- Closed Domain QA system is natural way to request information that we do not know, check information that we are not sure.
- Developing of Closed Domain QA system involves Information Retrieval and Natural Language Processing.
- It is the better way to find the information directly rather than the search that particular information. Create Closed Domain QA system in which user can upload the document from which, user want to extract the information and want to get answer without wasting of time to search large number of documents or data.
- This document must be verified or checked by the expert because of irrelevant document may create invalid answer and decrease the accuracy of the system.
- Also user can search the query from already available source of data which is already verified by the expert.
- This can be used in FAQs type of question in which there are so many question and answers are already available but need to search it.
- User enters the query or question in natural language which is not handled by most of the search engine.
- After that question analyzer is used to analyses the question and identified the types of question among available category the question, so that system can judge which kind of answer will be possible for such kind of questions.
- Question type and its expected answer type are generally identified by looking at question keywords. Consider following table.
Question Type
|
Expected Answer Type
|
Who
|
Person
|
When
|
Date/Time
|
Where
|
Location
|
What
|
Object
|
How
|
Measure
|
- Now this identify the different keywords from the questions and based on that keyword fist of all identify the different paragraph that consists this keywords.

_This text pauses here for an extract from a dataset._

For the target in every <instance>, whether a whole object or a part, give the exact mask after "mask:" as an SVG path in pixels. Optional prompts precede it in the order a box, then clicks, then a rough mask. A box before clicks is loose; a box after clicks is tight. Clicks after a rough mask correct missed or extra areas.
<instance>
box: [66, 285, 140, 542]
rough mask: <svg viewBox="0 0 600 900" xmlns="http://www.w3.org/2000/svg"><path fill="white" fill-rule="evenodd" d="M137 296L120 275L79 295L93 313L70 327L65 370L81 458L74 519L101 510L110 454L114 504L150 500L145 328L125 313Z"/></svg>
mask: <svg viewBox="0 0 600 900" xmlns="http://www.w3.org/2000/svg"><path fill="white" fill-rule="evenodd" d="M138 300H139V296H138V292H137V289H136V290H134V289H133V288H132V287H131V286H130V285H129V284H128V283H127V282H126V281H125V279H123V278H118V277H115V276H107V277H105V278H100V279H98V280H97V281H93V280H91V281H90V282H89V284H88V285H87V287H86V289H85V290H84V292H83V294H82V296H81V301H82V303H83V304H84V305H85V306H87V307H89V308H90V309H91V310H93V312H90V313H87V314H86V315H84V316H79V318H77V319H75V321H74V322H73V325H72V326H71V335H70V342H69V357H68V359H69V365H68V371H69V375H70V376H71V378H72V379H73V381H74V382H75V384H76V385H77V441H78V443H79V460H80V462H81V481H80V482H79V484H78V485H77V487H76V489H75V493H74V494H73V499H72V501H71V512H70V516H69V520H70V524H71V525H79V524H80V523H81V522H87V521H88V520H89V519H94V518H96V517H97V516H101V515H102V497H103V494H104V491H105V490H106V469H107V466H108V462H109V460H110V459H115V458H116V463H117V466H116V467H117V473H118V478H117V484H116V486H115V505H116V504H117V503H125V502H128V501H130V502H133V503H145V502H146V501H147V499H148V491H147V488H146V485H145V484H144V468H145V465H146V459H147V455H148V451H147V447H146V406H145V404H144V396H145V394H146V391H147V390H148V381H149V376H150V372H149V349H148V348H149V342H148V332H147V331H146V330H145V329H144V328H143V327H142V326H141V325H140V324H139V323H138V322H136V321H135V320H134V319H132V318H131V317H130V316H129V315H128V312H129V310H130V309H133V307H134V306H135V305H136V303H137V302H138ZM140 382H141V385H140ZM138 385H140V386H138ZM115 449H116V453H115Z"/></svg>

- Once system get the number of paragraph from available documents now system need to identify the relevant paragraph that is relevant to the questions.
- There is various answer extraction method like Heuristic, Pattern Based, Relation Based and logical based. From that method retrieve the answer from the paragraph.
- Answer extraction takes the input as expected type of answer and set of paragraph retrieved from the available source of data.
- In this process similarity between the keywords of the question and keywords founds in passage is computed in order to get best passage in a ranked list.